Ram did not join the festivities. He took supper alone beside the hearth in the great hall, his back to the crowds that came to load their plates. He ignored Skeelie, who lurked by a window watching him. He wished she would go away, wanted only his own lonely company. He ate quickly, hardly tasting the deer meat and the carefully prepared dishes, then wandered out of the hall and through the crowds, unaware of the music and jostling. It was to the quiet dark beyond the stables and outbuildings that he was driven by his taut, violent agitation.

Skeelie wanted to follow him and knew he would not tolerate that. He was utterly closed to her in a remoteness that not even friendship could bridge; so awash with suffering for Telien, so deeply grieving. She saw him disappear into shadow and stood in the courtyard for a long time alone after he had gone. Like him, she was unaware of the crowds around her, of the gaiety; and at last she found her way to the room Hermeth had given her.

She shut the door, stood with her back to it, letting the tension ease, letting the sense of isolation, the emptiness of the big square room soothe her. A bathing tub had been brought in, which steamed invitingly.
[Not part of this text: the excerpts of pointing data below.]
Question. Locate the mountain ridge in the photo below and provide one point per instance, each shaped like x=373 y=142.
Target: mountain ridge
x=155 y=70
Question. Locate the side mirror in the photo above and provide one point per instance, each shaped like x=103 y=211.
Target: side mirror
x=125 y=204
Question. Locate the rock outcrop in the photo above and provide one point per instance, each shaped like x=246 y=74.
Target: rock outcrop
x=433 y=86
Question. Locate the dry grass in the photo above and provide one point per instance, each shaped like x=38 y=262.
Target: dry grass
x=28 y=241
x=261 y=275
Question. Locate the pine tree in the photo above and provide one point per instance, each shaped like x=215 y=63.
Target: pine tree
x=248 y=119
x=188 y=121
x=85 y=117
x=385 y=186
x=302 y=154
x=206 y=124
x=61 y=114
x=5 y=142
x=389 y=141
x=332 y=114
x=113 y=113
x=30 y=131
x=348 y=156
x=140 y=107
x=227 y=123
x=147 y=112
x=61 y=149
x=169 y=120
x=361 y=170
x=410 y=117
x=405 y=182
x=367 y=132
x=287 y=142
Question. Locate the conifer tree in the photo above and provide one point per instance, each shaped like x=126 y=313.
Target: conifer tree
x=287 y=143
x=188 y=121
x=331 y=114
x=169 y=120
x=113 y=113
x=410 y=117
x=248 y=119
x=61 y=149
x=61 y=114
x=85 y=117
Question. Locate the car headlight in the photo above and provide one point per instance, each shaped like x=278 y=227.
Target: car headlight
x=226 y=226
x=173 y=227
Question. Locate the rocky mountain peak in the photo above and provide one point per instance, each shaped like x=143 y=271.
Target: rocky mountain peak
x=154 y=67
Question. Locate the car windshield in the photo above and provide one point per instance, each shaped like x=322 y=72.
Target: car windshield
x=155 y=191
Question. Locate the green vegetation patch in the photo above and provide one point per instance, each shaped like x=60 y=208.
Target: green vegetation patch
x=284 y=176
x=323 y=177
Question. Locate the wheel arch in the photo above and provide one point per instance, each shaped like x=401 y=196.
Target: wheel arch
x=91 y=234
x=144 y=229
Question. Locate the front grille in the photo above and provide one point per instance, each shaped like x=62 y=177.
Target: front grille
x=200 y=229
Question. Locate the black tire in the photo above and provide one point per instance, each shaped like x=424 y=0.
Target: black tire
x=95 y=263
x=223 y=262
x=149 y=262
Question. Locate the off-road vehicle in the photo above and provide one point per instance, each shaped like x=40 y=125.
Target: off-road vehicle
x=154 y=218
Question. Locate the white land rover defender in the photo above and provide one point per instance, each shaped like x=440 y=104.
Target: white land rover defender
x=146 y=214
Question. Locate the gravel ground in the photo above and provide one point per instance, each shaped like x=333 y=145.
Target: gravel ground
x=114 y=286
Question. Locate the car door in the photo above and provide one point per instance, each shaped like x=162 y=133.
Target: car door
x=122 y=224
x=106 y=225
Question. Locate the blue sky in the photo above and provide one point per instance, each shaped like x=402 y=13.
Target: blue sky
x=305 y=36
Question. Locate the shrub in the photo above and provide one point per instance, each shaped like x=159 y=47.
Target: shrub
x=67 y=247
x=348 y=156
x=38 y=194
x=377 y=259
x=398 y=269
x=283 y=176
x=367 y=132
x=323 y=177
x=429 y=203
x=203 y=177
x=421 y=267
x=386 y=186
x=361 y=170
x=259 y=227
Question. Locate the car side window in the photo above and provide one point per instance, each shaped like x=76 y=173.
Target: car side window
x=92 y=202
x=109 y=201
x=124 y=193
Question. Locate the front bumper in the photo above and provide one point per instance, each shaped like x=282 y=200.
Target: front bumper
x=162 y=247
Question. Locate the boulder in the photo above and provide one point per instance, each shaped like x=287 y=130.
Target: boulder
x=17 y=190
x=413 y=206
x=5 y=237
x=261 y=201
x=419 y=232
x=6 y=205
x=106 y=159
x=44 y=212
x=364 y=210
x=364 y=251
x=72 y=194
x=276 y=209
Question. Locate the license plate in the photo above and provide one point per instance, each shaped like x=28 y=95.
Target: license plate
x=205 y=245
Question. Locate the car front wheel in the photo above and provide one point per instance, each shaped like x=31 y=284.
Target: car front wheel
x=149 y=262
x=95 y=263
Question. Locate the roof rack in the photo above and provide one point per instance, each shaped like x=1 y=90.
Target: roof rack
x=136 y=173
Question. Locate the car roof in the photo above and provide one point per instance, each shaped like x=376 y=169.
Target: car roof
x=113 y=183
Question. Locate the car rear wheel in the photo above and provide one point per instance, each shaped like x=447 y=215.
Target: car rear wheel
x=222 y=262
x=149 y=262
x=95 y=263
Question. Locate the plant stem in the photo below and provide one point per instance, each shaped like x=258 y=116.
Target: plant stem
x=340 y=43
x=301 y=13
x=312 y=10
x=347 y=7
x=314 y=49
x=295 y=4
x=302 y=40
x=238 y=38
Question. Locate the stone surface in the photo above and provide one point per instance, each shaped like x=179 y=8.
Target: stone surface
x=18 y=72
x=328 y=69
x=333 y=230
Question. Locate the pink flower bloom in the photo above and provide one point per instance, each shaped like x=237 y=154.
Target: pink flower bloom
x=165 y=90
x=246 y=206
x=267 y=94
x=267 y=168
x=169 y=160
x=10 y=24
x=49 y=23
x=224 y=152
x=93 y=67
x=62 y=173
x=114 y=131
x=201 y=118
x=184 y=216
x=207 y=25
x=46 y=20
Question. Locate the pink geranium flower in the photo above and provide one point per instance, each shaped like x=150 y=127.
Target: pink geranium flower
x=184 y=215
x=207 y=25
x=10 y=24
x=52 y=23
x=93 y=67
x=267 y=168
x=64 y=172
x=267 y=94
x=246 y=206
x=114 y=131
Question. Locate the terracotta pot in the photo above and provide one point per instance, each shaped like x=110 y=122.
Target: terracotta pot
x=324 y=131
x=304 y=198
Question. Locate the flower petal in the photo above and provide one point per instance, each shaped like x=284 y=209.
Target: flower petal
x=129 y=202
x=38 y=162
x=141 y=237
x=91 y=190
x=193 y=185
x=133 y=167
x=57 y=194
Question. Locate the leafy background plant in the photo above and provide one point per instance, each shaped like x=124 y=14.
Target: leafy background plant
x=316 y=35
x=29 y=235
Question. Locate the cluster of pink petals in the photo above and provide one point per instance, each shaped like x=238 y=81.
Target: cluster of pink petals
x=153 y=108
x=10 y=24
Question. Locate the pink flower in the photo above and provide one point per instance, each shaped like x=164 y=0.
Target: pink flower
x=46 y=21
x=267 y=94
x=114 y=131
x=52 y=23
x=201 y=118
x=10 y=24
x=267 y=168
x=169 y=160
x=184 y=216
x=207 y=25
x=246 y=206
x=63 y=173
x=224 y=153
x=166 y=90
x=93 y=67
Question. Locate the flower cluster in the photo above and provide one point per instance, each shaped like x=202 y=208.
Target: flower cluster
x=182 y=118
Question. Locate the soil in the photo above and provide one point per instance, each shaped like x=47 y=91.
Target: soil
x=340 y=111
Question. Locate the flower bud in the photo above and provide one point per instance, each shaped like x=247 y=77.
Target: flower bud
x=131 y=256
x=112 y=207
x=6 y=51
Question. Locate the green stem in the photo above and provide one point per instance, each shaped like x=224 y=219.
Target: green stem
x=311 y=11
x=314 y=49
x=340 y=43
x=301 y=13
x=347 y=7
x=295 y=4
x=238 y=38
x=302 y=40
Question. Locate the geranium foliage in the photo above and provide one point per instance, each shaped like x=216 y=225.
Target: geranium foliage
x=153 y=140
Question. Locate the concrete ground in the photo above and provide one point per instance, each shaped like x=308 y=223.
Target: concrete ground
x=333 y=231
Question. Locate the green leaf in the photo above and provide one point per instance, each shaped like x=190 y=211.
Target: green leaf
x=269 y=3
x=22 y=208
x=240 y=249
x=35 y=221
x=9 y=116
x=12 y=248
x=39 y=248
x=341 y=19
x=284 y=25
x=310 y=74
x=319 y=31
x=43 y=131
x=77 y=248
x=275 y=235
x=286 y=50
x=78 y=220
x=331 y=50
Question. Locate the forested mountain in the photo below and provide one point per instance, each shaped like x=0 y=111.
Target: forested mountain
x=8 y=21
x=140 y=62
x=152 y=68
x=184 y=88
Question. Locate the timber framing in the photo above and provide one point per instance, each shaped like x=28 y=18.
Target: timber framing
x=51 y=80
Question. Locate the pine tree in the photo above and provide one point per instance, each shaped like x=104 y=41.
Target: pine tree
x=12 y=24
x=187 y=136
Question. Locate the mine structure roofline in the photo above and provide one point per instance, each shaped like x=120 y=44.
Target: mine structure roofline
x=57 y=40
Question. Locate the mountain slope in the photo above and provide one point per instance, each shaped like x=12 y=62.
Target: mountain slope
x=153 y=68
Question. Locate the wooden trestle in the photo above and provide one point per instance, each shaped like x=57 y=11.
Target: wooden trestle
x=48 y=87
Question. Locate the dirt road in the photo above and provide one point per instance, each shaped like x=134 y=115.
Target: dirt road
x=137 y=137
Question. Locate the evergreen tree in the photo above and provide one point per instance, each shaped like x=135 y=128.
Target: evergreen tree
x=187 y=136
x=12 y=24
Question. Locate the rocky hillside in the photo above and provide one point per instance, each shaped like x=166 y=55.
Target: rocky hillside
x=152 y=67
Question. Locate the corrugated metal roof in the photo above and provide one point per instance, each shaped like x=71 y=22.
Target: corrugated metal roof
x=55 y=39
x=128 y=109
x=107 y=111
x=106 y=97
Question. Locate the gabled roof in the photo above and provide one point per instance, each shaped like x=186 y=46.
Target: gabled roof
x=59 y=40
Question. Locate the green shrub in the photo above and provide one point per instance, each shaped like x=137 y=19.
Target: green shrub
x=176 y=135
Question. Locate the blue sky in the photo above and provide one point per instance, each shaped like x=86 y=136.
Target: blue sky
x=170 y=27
She sat for a while in a deep chair beside the fire, admiring the tapestries and the bright Zandourian rugs, thinking of Ram and of Telien, too lazy even to get into the bath, then began at last to strip off her boots and her borrowed dirty leathers.

The steaming tub felt so good; the aches of battle and the tired stiffness were slowly eased away. She took up the thick sponge, then the ball of perrisax soap, sniffing it with delight, and in a pleasant fog began to scrub off the blood and dirt of battle. When finally she dozed, the water in the tub grew cold and the low fire burned to embers.